POLITICA

Araneo e Verri: fumata nera per la partecipazione democratica

"La maggioranza scappa ancora. Manca il numero legale in Commissione: ostruzionismo nei fatti, paralizzata l'attività istituzionale e rallentata una riforma cruciale per la sostanziale partecipazione democratica delle cittadine e dei cittadini lucani"

“Ancora una fumata nera per gli istituti di partecipazione democratica in Basilicata; dopo il rinvio della settimana scorsa, oggi – dichiarano le consigliere regionali del Movimento Cinque Stelle Alessia Araneo e Viviana Verri – durante la riunione congiunta della Prima e della Seconda Commissione di ieri per discutere e votare la proposta di legge della minoranza sulla Disciplina degli istituti di partecipazione democratica regionale’ con i relativi, numerosi, emendamenti, la maggioranza di centrodestra ha lasciato l’aula dopo l’esame dei primi due articoli di legge del testo, facendo saltare la seduta per mancanza del numero legale”.

“Quanto accaduto ieri non è più un caso isolato – continuano le Consigliere – ma la reiterazione di un comportamento che avevamo già denunciato pochi giorni fa; siamo di fronte a un ostruzionismo nei fatti che, attraverso l’assenza dall’aula, paralizza l’attività istituzionale e rallenta una riforma cruciale per la sostanziale partecipazione democratica delle cittadine e dei cittadini lucani. È inaccettabile che un impianto normativo così importante rimanga bloccato a causa della mancata presenza dei consiglieri di centrodestra”.

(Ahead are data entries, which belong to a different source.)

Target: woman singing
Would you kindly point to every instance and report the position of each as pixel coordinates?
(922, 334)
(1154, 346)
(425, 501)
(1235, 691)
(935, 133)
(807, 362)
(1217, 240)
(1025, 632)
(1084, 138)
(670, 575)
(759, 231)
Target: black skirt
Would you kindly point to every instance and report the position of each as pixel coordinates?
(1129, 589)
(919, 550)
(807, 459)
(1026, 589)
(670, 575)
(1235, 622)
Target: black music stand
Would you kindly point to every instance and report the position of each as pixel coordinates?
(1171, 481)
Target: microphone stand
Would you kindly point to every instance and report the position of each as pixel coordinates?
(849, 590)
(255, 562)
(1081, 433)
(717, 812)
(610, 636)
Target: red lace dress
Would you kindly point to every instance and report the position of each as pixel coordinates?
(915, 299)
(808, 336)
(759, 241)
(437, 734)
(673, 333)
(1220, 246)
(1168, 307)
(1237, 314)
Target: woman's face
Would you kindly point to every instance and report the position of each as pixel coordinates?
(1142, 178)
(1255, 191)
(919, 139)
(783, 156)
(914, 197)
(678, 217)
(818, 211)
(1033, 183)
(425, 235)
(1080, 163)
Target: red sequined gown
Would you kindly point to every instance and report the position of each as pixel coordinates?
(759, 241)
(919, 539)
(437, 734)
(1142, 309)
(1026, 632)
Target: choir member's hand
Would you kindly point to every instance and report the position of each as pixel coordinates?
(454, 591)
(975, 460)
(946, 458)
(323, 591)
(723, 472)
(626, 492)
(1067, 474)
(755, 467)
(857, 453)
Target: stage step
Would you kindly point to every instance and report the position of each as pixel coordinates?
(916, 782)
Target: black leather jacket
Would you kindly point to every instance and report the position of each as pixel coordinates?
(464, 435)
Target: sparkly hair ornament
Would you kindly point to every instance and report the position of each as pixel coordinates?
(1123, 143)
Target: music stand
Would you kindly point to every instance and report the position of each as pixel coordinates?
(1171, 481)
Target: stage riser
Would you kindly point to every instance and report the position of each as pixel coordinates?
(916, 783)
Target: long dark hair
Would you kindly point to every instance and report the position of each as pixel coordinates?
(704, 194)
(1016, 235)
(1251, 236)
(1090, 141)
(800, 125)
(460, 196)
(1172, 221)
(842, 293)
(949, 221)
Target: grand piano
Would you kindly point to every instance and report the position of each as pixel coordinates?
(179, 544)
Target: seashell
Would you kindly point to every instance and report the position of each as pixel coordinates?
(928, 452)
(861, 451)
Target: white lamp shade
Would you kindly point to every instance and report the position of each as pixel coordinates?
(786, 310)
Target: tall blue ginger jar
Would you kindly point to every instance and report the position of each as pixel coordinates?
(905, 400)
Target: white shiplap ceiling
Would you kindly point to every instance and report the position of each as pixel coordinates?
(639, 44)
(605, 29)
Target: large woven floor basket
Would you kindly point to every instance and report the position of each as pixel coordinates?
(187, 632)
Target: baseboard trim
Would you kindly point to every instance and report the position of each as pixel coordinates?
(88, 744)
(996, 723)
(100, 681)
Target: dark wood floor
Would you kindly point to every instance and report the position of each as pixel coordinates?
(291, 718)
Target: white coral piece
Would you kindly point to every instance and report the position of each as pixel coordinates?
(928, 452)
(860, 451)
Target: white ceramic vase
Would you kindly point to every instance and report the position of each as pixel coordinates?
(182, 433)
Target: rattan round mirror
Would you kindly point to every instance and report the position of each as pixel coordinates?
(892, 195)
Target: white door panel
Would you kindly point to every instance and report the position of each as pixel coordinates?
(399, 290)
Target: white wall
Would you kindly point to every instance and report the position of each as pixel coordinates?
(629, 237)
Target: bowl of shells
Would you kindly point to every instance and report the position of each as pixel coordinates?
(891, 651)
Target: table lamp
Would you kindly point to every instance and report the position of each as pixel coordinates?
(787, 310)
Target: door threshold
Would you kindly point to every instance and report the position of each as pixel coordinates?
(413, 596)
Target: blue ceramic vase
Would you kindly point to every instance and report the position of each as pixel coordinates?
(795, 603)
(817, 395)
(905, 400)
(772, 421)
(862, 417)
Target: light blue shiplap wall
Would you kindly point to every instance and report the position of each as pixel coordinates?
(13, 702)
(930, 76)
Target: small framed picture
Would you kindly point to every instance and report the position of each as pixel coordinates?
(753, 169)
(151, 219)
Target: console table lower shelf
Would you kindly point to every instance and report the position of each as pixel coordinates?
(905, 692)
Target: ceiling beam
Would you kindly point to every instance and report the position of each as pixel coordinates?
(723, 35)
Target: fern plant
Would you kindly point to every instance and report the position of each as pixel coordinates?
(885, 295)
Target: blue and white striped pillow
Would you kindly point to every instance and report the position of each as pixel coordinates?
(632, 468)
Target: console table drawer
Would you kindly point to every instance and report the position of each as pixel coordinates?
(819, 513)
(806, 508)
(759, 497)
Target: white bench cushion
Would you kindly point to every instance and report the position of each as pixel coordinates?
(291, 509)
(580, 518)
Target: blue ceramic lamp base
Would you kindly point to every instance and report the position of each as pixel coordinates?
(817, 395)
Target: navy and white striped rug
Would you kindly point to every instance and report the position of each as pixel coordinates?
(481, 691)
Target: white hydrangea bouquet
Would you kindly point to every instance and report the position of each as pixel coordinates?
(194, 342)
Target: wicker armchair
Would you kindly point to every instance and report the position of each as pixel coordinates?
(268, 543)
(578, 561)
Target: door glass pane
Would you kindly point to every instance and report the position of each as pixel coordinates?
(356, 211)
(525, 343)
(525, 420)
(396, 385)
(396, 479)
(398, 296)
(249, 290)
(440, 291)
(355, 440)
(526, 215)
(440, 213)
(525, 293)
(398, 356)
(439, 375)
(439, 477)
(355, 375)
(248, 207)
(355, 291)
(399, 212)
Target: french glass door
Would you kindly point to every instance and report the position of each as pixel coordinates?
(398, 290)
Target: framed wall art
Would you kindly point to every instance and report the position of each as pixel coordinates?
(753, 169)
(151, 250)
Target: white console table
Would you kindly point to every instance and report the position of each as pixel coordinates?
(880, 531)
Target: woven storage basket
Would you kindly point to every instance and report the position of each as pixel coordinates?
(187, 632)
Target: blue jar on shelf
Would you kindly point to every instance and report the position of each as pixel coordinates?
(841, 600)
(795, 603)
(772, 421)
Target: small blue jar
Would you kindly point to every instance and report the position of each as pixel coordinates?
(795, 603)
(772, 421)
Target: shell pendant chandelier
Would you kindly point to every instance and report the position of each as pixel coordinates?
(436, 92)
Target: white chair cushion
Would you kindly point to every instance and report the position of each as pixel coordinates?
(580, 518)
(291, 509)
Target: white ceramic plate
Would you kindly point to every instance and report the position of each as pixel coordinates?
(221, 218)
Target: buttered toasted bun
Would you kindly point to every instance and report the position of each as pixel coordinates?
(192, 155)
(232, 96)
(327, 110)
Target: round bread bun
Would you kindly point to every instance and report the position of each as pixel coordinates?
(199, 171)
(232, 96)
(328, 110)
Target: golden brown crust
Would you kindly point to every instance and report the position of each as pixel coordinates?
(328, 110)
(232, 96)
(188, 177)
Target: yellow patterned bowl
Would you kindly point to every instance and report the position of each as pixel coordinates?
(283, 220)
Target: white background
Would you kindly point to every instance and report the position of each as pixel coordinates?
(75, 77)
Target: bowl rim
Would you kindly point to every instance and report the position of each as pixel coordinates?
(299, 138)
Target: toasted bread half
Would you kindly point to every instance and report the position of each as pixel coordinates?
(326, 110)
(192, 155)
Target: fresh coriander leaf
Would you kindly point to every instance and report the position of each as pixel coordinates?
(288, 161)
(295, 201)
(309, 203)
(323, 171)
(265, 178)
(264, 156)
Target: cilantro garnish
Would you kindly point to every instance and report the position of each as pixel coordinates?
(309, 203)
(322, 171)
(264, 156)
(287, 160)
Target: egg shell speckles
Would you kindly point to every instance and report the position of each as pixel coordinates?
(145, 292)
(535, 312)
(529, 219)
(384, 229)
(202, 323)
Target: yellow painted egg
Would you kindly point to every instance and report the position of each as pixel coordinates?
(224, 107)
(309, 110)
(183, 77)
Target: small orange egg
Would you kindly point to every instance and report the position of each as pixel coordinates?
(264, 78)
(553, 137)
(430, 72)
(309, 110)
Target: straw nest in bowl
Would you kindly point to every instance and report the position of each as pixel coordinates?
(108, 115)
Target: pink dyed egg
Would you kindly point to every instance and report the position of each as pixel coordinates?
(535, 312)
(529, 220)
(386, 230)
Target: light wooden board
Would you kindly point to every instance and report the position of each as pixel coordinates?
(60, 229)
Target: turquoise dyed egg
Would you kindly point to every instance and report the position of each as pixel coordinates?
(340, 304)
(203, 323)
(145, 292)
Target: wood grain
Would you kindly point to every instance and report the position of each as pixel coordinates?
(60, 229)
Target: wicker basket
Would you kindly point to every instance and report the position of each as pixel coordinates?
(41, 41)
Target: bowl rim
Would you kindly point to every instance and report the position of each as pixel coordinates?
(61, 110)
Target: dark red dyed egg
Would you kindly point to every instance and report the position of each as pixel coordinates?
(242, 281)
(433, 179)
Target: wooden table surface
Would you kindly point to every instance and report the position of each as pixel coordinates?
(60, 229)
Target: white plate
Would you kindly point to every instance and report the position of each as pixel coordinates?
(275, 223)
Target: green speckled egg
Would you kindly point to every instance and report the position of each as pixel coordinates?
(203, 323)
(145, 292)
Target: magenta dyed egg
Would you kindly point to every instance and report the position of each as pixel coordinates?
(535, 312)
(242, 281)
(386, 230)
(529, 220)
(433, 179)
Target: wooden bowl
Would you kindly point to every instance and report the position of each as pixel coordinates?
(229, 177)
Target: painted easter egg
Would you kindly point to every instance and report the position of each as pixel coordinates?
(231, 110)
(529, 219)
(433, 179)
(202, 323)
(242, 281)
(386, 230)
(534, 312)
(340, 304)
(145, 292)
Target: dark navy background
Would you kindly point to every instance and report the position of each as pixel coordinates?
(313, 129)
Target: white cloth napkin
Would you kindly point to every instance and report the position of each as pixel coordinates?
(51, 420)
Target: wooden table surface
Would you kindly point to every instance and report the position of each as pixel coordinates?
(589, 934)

“Mentre dai territori arriva una forte richiesta di partecipazione – proseguono Araneo e Verri – come dimostra anche la recente richiesta referendaria depositata dal Comitato, la maggioranza risponde lasciando l’aula vuota. Questo atteggiamento non fa che alimentare la sfiducia dei cittadini verso le istituzioni e favorire l’astensionismo che tutte le forze politiche dicono di voler combattere”. “Non siamo disposte ad accettare ulteriori rinvii – concludono – chiediamo ai consiglieri di centrodestra di assumersi le proprie responsabilità di fronte alla comunità lucana: si presentino alla prossima seduta di Commissione, partecipino al dibattito e si esprimano sul testo. La Basilicata non può più aspettare questa riforma”.